El grito urgente de Maxi atravesó la tensión, sacándolo de su estupor momentáneo.

—¡Isaac, ahora!

—El comando de Maxi resonó en sus oídos, sacándolo de su estado momentáneo de estupor.

Con una oleada de adrenalina, los instintos de Aldric entraron en acción mientras se preparaba para lo que viniera, su mente acelerándose para idear un plan frente a la amenaza inminente.

Con un repentino zumbido, una cadena cortó el aire, sus eslabones metálicos reluciendo amenazantes mientras se enganchaba alrededor del cuello de Aldric.

Se estremeció de dolor, sintiendo el frío e implacable agarre del hierro apretándose alrededor de su garganta.

Mientras luchaba por respirar, sus ojos se abrieron de par en par al darse cuenta del peligro.

Isaac y Maxi entraron en acción, agarrando con fuerza ambos brazos de Aldric, sus expresiones determinadas mientras lo forzaban a arrodillarse.

Aldric gruñó de dolor, incapaz de resistir la fuerza de su esfuerzo combinado.

Islinda estaba paralizada en el lugar, atónita ante la escena.

No podía creer lo que estaba sucediendo, pero la voz de Maxi la sacó a la conciencia.

—¡Islinda, corre ahora!

—gritó Maxi.

—¿Q-qué?

—tartamudeó Islinda.

—¡Corre, tonta!

No podemos retenerlo por mucho tiempo —Instó.

Eso pareció mover los pies de Islinda y rápidamente recogió al Príncipe Wayne del suelo y estaba a punto de irse, solo para escuchar la voz dolorida de Aldric.
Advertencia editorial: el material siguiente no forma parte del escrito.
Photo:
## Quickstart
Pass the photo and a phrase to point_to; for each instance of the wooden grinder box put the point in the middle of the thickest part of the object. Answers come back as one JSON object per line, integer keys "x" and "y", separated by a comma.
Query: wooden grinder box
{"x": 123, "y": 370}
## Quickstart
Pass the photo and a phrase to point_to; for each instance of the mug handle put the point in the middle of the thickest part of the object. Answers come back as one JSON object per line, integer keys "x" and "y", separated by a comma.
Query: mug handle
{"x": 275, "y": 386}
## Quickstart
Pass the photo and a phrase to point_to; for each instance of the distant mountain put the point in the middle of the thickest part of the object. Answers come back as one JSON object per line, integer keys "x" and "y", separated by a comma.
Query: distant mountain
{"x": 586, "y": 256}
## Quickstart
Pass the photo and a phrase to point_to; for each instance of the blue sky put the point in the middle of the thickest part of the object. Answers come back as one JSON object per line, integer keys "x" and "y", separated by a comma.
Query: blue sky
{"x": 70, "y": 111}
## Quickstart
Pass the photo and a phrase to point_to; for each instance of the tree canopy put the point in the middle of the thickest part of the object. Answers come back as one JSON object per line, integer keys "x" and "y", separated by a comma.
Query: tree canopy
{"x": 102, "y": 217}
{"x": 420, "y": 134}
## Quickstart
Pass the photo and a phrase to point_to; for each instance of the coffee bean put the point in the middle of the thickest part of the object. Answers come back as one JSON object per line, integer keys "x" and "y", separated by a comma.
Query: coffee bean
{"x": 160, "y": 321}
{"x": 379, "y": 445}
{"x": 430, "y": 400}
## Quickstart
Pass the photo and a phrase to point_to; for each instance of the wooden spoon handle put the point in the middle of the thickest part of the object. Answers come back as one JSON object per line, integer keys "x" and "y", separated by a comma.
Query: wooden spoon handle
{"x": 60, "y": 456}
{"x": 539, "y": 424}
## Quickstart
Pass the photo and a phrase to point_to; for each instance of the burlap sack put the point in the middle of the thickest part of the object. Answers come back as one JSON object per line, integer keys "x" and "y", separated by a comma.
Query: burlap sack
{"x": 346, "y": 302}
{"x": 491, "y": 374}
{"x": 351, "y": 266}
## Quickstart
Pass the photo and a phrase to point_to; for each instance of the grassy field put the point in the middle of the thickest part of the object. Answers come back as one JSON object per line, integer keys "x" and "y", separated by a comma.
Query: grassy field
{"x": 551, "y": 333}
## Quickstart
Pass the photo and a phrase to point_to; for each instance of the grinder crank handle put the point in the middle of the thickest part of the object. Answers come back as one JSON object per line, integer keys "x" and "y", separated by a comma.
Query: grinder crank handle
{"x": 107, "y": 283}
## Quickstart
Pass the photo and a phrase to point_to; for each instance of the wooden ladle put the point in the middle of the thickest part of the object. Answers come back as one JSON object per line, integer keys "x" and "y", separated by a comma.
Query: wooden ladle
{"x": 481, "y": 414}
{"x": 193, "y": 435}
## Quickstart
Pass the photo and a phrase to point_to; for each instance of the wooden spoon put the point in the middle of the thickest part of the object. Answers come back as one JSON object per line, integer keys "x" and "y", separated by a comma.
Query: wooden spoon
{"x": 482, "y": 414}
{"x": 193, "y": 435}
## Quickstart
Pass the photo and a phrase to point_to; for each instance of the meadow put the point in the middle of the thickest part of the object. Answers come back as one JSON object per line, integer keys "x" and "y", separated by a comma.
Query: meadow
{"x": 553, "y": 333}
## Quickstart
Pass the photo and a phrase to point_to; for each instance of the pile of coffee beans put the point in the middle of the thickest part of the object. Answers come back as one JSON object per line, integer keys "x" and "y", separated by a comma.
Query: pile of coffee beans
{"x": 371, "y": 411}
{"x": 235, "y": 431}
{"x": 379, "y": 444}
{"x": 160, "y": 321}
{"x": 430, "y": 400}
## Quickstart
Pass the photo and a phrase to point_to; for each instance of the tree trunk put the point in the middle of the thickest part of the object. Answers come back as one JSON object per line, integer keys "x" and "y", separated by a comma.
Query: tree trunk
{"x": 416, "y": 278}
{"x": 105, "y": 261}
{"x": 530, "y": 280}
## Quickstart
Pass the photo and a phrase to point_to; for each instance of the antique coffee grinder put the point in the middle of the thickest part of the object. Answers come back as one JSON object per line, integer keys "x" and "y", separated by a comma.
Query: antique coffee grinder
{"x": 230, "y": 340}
—Islinda —llamó su nombre.

Ella lentamente se giró y encontró la mirada desesperada en el rostro de Aldric.

—Por favor, no te vayas.

No me dejes aquí —su voz temblaba—.

…No me dejes como a los demás…
Islinda dudó, una extraña energía zumbaba entre ellos, espiralando en el aire y obligándola a no irse.

Era diferente a la otra vez que se había metido en su cabeza, esta la atraía hacia él.

No podía irse.

—¡Maldita sea, Islinda!

—gritó Maxi—.

Él va a ir tras de ti en cuanto se libre.

¡Esta es tu oportunidad de experimentar la libertad que siempre has deseado!

¡No la dejes por este egoísta!

Los sentidos de Islinda regresaron en ese momento.

Maxi tenía razón.

Mientras ella aún llevara su marca de esclavitud, él podría encontrarla.

No tenía idea de cuánto duraría esta libertad, pero Maxi prometió comprarle tiempo.

Debía disfrutarla.

Tenía que asegurarse de que el esfuerzo de Maxi valiera la pena.

Con determinación, Islinda se giró y corrió, dejando atrás a Aldric, sus gritos de furia resonando tras ella.

Sin embargo, algo como dolor onduló a través del pecho de Islinda.

Se sentía como si hubiera dejado algo muy importante atrás.